Mirroring the death in the play Michael and the family are watching in a theater, simultaneous to the attempt on Michael’s life, Michael learns there will be an attempt on the pope’s life by the P2! The P2 is of course the Italian Freemasonic mafia, long rumored to be involved in the Vatican Bank scandal that was intimately tied to the death of Roberto Calvi and John Paul I. Considered a “conspiracy theory,” there is much more at work here with the ritual deaths of Calvi and John Paul I (after 33 days as pope – a significant masonic number), and explicit mention of both occur in the conclusion of trilogy. It should also be noted that reports of mafia initiation rituals require blood oaths and symbolism that resemble masonry.
I wrote previously in my Fatima and Bankster Fraud article as follows:
“This would suggest the co-opting of the Vatican was much earlier than the Vatican II conspiracy most traditional Catholics adhere to. The anti-Russian stance thus betrays a specific anti-Russian bias that continues today, as the mega banking houses of our day are still embroiled in Vatican Bank scandals, recalling the ritual death of Roberto Calvi and John Paul I. With this geopolitical setting in mind, we can consider Fatima within this milieu and my thesis is as follows: The Western Atlanticist powers had planned World War I and II, and the miraculous “revelations” of Fatima specifically target Russia as the villain that will “spread her errors” to the globe. As Sutton and Quigley detail, funding for world communism and fascism came from western capital.”
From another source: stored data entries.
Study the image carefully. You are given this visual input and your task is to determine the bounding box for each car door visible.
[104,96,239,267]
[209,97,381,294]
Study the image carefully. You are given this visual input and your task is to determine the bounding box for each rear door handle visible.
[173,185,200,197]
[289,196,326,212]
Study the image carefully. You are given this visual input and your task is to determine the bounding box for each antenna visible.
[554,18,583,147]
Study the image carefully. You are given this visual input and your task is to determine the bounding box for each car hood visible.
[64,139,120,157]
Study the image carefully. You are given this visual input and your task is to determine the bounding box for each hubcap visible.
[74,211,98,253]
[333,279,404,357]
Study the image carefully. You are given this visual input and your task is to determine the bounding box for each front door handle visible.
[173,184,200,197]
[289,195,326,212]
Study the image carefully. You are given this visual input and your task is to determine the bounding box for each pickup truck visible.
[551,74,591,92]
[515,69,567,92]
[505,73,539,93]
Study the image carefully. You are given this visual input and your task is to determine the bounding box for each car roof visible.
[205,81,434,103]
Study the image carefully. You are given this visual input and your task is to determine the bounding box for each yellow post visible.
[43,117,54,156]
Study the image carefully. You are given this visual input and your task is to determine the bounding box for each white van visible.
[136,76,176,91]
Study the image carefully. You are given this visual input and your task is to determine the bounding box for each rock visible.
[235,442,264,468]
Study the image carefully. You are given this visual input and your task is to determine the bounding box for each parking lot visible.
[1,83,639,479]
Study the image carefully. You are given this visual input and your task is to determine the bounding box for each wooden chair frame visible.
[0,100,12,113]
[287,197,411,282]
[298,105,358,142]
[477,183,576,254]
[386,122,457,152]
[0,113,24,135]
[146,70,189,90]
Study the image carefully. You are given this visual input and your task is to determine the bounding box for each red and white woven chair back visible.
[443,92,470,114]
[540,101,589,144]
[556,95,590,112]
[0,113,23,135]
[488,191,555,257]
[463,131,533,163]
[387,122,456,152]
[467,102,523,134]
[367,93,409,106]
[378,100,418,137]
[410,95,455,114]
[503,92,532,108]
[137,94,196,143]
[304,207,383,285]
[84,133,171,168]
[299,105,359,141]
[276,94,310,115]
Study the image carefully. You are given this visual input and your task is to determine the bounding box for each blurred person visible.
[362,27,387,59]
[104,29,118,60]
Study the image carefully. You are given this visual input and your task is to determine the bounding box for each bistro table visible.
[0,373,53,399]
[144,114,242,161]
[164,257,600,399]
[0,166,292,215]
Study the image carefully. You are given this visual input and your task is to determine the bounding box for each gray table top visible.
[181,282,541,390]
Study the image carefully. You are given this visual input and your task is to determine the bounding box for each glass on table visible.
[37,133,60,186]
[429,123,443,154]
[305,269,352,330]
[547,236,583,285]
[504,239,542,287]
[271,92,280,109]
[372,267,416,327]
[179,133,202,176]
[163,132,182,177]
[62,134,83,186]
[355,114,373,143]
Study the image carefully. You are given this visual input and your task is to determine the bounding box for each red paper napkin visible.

Just as Michael Corleone discovers (all too late), even as one rises to the pinnacles of global wealth and power, there are always other mafiosos waiting in the wings to take you down. As the beautiful Italian lead is murdered in the play they are watching, so does the metanarrative become real as Michael exits the theater only to witness his own daughter’s assassination. The cold, dark lighting Coppola chose for the trilogy speaks to the cold, dark reality of the fallen world we inhabit, where earthly wealth, power and vanity soon fade, and like Michael, we are left with the tears of an aged repentance.